Decades of research actually show that traditional brainstorming methods are often unsuccessful. In his Harvard Business Review article, The Problem-Solving Process that Prevents Groupthink, Art Markman states that when people “start throwing out ideas, they actually come up with fewer ideas overall and fewer novel, actionable ideas than the individuals in that group would have come up with had they worked alone.” When one person throws out an idea it tends to influence the thinking of others in the group in ways that make everyone start to think similarly to one another. Thus, limiting the framing of the conflict and often then limiting the creativity of possible solutions.
One way to avoid this “groupthink” tendency, is to maximize the time individuals have to work independently on resolving a conflict situation. Start by having each person work on their own to draft a list of possible options for resolving the problem at hand. Then share those lists with others on the team, so each person can still work on their own to respond, add to or edit the list. At this point, everyone is still working on their own rather than in a group setting and has a better opportunity to build on each other’s ideas without being influenced by the group. Once everyone has had a chance to generate their own ideas and independently respond to the ideas of others, you can bring the group together to discuss the options.
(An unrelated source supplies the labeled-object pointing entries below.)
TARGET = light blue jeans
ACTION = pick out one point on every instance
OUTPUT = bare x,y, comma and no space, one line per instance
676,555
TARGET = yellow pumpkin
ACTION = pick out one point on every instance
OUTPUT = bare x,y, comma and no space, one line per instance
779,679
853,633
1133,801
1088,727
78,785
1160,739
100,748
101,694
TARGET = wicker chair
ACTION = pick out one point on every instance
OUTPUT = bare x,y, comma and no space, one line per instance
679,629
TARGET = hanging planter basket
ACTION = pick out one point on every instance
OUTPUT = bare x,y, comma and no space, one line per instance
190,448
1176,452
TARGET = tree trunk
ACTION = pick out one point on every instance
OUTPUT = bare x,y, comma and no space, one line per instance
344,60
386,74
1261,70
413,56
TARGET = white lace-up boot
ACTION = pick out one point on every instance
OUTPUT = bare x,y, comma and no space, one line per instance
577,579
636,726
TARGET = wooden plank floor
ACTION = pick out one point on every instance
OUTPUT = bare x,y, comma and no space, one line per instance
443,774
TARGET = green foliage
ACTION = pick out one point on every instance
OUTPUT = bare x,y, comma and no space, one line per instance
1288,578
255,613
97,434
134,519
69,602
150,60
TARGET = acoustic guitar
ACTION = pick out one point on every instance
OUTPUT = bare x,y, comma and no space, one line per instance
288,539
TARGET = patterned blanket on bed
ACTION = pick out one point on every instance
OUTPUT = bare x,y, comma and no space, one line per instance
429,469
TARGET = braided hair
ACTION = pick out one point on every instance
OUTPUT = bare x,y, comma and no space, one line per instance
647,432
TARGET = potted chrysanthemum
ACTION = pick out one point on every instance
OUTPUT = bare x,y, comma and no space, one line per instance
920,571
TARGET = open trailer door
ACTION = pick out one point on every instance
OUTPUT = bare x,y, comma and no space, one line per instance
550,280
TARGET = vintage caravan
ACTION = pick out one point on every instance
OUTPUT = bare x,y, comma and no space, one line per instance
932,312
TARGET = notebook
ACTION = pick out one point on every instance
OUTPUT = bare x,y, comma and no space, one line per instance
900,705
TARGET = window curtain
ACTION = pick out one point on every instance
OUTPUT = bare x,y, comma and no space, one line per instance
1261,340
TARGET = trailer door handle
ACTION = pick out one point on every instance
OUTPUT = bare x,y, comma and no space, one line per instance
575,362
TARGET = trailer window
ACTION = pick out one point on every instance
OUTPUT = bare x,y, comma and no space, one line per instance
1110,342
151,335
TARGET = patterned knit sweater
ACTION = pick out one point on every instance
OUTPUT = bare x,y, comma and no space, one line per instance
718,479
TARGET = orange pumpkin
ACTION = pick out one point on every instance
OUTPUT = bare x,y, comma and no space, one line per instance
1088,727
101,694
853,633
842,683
Group brainstorming isn’t necessarily a bad habit. It can still be a fun way to build team rapport and energize a group, but it may be best for deciding something simple like where to go for the next office lunch. When it comes to big team decisions, tough office conflicts, or other problems that require next level innovation, try giving independent time to think to each person on your team and you’ll be more likely to maximize creativity and outcomes!